The leftmost figure shows a direct method of evaluating this value, that is to just simply evaluate all of the orders in all of the samples. However, in ray tracing it can be time-consuming to do such evaluations.

This is where the Russian Roulette sampling technique comes in. In the Russian Roulette technique, we aim to evaluate only a few high-order terms. Basically, before evaluating each order of terms, we roll some dice - and proceed to evaluate high order terms at only a given probability, or else halt the evaluation and move on to the next samples. Each higher order term must survive this judgement before it gets evaluated, or otherwise the "game" (higher-term evaluation) ends and moves on to the next round (sample) - therefore, the name "Russian Roulette." In this figure, we've assumed a 50% probability of proceeding to evaluate the next higher order. The figure on the center shows the actually calculated terms in each sample, for the Russian Roulette. In other words, the circles in the figure are the circles that "survived" the Roulette. Notice that the number of evaluations is reduced to around half of that in the left figure, and many high orders are dropped off.

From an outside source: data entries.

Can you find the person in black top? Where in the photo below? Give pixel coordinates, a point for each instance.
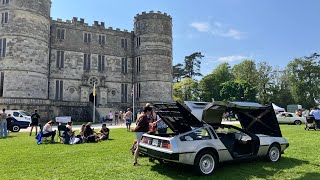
(9, 119)
(34, 121)
(141, 128)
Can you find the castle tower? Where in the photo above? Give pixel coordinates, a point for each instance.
(153, 57)
(24, 33)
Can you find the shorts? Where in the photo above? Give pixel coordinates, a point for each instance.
(34, 123)
(128, 122)
(139, 136)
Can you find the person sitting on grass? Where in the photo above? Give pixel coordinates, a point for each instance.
(70, 132)
(89, 134)
(47, 131)
(104, 132)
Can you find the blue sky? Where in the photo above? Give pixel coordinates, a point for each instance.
(275, 31)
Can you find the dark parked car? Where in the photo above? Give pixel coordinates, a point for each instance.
(16, 125)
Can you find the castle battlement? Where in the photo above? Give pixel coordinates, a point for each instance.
(81, 22)
(147, 14)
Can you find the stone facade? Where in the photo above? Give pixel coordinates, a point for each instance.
(57, 60)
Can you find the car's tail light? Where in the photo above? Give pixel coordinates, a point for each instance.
(166, 144)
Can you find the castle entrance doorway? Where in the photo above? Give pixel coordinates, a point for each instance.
(92, 98)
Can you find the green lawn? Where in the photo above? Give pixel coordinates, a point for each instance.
(22, 158)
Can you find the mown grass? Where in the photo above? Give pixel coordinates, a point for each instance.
(22, 158)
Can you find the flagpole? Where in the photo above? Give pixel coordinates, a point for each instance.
(94, 103)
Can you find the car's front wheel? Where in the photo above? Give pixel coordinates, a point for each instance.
(274, 153)
(297, 122)
(15, 128)
(205, 163)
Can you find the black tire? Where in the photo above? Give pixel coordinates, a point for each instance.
(15, 128)
(274, 153)
(205, 163)
(297, 122)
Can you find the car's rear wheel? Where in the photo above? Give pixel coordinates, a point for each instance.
(297, 122)
(205, 163)
(15, 128)
(274, 153)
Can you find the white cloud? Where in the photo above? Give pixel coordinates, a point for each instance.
(200, 26)
(230, 59)
(217, 29)
(233, 33)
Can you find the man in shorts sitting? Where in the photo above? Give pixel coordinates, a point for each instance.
(34, 121)
(104, 131)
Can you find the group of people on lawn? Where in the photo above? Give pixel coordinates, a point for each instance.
(87, 133)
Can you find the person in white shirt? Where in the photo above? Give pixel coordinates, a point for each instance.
(316, 114)
(47, 130)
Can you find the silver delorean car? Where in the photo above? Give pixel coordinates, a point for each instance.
(207, 142)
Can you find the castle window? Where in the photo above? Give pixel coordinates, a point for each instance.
(102, 39)
(87, 37)
(124, 93)
(138, 62)
(5, 1)
(60, 33)
(1, 83)
(101, 63)
(124, 43)
(60, 59)
(3, 47)
(124, 65)
(59, 90)
(138, 90)
(4, 17)
(86, 62)
(138, 41)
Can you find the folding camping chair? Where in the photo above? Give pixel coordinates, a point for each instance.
(62, 130)
(43, 139)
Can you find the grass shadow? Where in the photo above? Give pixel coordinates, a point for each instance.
(234, 170)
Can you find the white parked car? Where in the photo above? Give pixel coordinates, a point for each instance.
(205, 143)
(290, 118)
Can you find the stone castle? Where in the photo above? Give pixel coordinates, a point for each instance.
(52, 65)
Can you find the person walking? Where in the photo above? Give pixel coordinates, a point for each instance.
(128, 118)
(34, 121)
(141, 128)
(3, 124)
(316, 113)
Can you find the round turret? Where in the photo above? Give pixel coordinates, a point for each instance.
(24, 64)
(153, 56)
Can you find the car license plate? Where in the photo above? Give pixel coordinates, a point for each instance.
(155, 142)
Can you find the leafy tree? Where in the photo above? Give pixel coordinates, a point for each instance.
(304, 76)
(178, 72)
(246, 71)
(210, 84)
(192, 65)
(186, 90)
(238, 90)
(264, 73)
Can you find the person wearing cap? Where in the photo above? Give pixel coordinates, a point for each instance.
(128, 117)
(34, 121)
(141, 128)
(48, 131)
(3, 124)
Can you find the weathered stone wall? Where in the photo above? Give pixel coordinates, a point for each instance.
(155, 51)
(25, 66)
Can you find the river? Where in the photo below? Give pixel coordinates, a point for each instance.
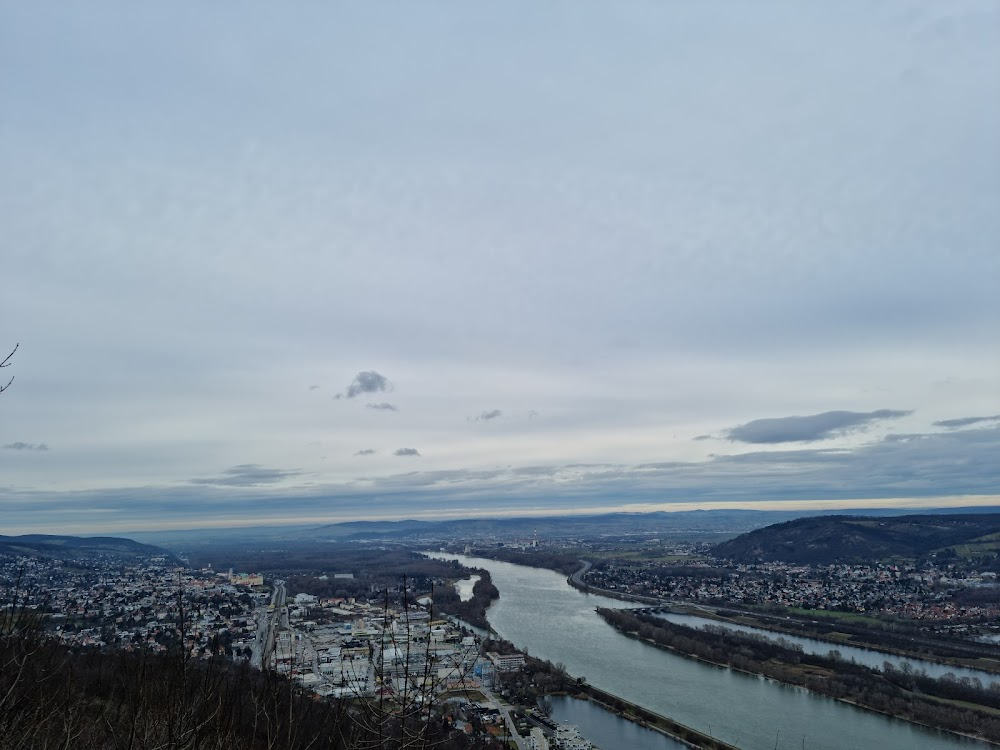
(868, 657)
(541, 613)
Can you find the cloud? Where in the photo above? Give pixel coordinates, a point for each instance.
(20, 446)
(808, 428)
(368, 381)
(486, 416)
(247, 475)
(953, 424)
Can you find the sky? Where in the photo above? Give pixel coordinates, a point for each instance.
(341, 261)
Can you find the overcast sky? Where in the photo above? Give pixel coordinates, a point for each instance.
(359, 260)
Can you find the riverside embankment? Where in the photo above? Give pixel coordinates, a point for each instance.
(539, 611)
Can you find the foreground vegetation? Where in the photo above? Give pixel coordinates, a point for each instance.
(55, 697)
(961, 706)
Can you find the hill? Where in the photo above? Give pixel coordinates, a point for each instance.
(852, 539)
(52, 546)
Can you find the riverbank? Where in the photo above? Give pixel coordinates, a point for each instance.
(651, 720)
(852, 635)
(845, 682)
(539, 611)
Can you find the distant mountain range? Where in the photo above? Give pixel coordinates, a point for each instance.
(46, 545)
(830, 539)
(708, 524)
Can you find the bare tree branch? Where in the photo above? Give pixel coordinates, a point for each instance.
(7, 363)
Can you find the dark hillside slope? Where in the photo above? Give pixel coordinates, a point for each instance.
(47, 545)
(848, 539)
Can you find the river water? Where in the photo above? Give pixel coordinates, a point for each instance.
(607, 730)
(541, 613)
(868, 657)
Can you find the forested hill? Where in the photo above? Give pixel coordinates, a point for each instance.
(848, 539)
(47, 545)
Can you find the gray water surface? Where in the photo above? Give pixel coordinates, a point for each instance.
(865, 656)
(540, 612)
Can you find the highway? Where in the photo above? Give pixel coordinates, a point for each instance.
(267, 626)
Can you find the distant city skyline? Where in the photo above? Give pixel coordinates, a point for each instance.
(345, 262)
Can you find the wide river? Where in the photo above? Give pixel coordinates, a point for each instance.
(540, 612)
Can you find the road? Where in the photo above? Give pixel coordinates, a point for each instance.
(267, 625)
(508, 720)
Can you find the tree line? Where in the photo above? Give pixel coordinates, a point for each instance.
(902, 693)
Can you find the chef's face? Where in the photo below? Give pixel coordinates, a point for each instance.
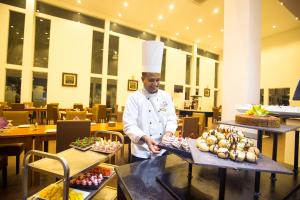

Now, since we have excluded many orders, we don't have enough circles (terms) to add up to calculate the average. (i.e., simply taking the average of all of the terms (circles) provides an inaccurate estimate of the true value, compared to the estimator shown on the left figure.) Specifically, each n-th order term shows up at a ratio of (1/2)^(n-1) compared to the number of them in the left figure.

How do we calculate the average with such few circles (terms)? The answer, which is the Russian Roulette sampling technique, is to use copies of other circles (terms) as placeholders. Mathematically, the technique is to divide the value of each evaluated term by the probability of its appearance when taking the grand average. This obscure technique can be understood by observing the right side of the figure. Dividing the term by its survival probability p is equivalent to considering as if 1/p copies of that term has existed in the evaluation. This is the whole idea of the sampling technique, and is depicted in the figure above as copies of the circle. (Copies are indicated by red index numbers.) By making "copies" in such a way, the number of samples of each order approximately match that of the direct technique shown in the left side of the first figure. Although the number of circles differ from its true value (they are short in the 3rd order and excessive in the 2nd and 4th order), if we take a sufficient number of samples, the law of large numbers helps us to diminish those discrepancies to an ignorable level. Therefore, the "magic" of dividing higher order terms in the Russian Roulette technique, can be interpreted as making the "right number of copies" of that term, so that it properly compensates for the higher order terms that did not survive to be evaluated (i.e. dropped in the sampling process).